Secondo i ricercatori dell’università di Harvard, le persone trascorrono il 47% della loro vita a non prestare attenzione a ciò che fanno, ma lasciano vagare la mente. Questa divagazione è associata, il più delle volte, a uno stato di infelicità. Il centro delle pratiche meditative consiste nel combattere la fuga dell’attenzione, riportando delicatamente la mente a uno stato di ancoraggio al presente. I maestri buddisti insegnano da millenni l’abilità (non scontata) di stare pienamente dentro alle cose che si fanno, senza spingersi lontano con il pensiero.

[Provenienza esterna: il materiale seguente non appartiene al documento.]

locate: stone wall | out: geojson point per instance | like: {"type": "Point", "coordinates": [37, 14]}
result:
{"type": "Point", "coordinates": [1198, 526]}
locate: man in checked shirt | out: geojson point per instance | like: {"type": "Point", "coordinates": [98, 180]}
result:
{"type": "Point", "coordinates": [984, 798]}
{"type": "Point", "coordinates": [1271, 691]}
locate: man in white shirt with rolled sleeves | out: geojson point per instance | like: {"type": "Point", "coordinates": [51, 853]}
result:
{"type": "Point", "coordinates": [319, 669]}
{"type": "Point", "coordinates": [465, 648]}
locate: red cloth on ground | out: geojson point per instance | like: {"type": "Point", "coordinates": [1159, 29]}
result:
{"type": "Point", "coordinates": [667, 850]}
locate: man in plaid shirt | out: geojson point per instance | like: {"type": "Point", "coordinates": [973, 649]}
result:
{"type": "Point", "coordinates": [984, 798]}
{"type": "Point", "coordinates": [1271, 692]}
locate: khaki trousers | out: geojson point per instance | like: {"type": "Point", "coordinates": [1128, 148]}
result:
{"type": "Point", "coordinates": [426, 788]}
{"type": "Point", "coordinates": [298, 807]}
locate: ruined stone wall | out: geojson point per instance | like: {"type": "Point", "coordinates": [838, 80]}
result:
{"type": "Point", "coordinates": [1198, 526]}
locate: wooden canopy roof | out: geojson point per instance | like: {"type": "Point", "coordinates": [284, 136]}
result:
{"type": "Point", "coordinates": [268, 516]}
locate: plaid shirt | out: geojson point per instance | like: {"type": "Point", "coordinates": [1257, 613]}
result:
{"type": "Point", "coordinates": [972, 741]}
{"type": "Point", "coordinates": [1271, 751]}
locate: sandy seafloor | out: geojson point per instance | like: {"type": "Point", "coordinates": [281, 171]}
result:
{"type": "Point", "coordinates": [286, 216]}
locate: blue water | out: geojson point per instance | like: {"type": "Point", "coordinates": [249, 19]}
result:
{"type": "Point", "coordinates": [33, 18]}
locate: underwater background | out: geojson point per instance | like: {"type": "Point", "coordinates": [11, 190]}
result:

Abbiamo spesso sentito dire che fare del bene aiuta più il donatore che il ricevente, e da un punto di vista neuropsicologico è proprio così. I ricercatori dell’università di Lubecca hanno condotto un interessante studio sulla generosità, confrontando persone che nelle ultime settimane avevano speso soldi per se stesse o per gli altri. Chi aveva fatto regali o donato denaro mostrava un’attivazione maggiore dello striato ventrale del cervello, associato a benessere e felicità. Davidson ha convalidato questa teoria, affermando che le azioni generose funzionano come un boomerang, restituendo in cambio un senso di soddisfazione intenso.